The tool is widely used by schools and also in the Colorado Preschool Program for at-risk students. Part of that is because for two years it was the only state-approved assessment. Additional tools were added to CDE’s list only last year.
TS GOLD has been criticized by some teachers and administrators as too time-consuming.
Some parent activists also fear it infringes on family privacy with questions asked about a child’s social and emotional development and have worries about the privacy of that data.
“Teaching Strategies GOLD has gotten mixed reviews,” said Jaeger, agreeing that some teachers find it too time-consuming.
A lot of the concerns were summed up in testimony to the board by Cindee Will, principal of the James Irwin Charter Academy in Colorado Springs, which has a waiver.
“All that glitters is not gold; it might be fools gold,” she said.
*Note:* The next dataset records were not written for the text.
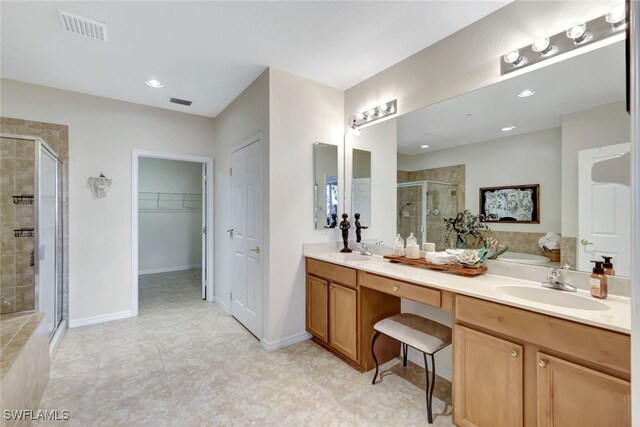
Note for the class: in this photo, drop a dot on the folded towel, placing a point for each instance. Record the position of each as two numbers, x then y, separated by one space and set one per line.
440 257
551 240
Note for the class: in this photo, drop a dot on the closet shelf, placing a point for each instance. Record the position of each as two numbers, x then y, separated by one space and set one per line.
23 199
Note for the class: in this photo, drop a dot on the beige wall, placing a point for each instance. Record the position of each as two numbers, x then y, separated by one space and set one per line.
468 59
102 135
596 127
302 112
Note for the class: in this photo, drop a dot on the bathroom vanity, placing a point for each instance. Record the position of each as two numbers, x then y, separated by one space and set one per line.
522 355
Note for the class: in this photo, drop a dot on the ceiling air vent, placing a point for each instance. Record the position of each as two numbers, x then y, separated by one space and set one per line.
180 101
83 26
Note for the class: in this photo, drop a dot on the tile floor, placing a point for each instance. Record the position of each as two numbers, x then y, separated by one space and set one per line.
184 362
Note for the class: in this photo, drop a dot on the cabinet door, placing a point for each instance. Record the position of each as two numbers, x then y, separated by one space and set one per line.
342 320
487 380
317 307
572 395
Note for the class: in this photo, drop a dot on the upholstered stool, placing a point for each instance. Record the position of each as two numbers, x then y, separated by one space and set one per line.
422 334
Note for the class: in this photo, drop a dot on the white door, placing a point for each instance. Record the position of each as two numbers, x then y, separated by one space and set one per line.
604 212
205 247
246 217
361 197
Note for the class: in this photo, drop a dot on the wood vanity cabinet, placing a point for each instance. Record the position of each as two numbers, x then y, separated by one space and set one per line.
513 367
332 307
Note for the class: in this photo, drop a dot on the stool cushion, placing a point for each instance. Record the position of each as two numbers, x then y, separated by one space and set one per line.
416 331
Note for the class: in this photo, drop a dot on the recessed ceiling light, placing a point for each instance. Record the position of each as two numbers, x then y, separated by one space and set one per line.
153 83
526 92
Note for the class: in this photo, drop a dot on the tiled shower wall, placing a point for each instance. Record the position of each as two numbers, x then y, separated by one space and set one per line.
17 162
57 137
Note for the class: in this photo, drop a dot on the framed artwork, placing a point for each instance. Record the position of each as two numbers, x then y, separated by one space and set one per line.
514 203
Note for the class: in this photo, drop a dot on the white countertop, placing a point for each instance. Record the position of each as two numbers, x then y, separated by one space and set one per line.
613 313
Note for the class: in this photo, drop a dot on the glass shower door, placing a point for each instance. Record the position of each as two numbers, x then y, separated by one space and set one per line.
46 228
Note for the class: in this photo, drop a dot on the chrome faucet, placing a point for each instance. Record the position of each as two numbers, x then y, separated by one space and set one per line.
556 281
364 250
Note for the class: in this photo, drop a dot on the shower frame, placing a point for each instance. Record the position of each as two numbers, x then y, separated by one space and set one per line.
40 144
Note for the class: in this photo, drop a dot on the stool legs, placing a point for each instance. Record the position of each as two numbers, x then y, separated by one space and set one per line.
373 353
429 387
404 354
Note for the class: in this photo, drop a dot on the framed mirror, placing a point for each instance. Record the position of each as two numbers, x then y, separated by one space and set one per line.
361 185
558 134
325 185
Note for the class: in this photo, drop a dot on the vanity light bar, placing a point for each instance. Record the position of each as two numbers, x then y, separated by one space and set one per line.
578 35
373 114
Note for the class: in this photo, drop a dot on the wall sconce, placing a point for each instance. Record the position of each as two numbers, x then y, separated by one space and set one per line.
578 35
372 115
100 186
Use of the tool “amounts to a significant loss of instructional time.”
Will added, “Assessing the whole child is nothing new … what’s new is the intrusion into personal matters. Teachers are required to upload private and personal data. … Why does personal information have to be uploaded to follow a student throughout their school years and perhaps into their careers?”
Information about students is uploaded to a central database. TS GOLD also allows teachers to upload photos and videos of children to the database, a feature that makes some parent activists nervous. The state doesn’t require use of photos of videos. That decision is left to individual schools and districts.
Reporting whether students are ready
The CAP4K law also requires creation of a statewide data reporting system about the readiness of kindergarten students.
The state board is only beginning to consider that task. Some members indicated during a recent discussion that they want to be careful about that process.
Republican member Debora Scheffel of Parker was critical of the data collected by TS GOLD.
“These data points are far in excess of what’s needed to measure readiness,” she said.
Board chair Steve Durham, a Colorado Springs Republican, said, “It would seem to me the legislature wants to know whether kids are school ready. That’s yes or no. That’s two data points. … When it comes to the data collected, less is better.”
The flow of school readiness requests may have crested for the moment.
“There are other districts talking about it,” said Michelle Murphy, new executive director of the Colorado Rural Schools Alliance. “There are a lot of other districts interested in it, [but] there are none in the hopper right now.”
Murphy speculated that districts’ interests in waivers may turn to the state’s new graduation guidelines, which have been criticized in some quarters. The state board recently approved those, with the proviso that districts could seek waivers.
“It’s an open question to me if we will see [waiver laws] used for something other than school readiness,” Jaeger said. He and Schroeder both suggested the legislature might want to review the broad question of waivers from education laws.
More immediately, Schroeder said the board itself needs to take a deeper look.
“I think we’re all ready to have a serious conversation about this,” she said.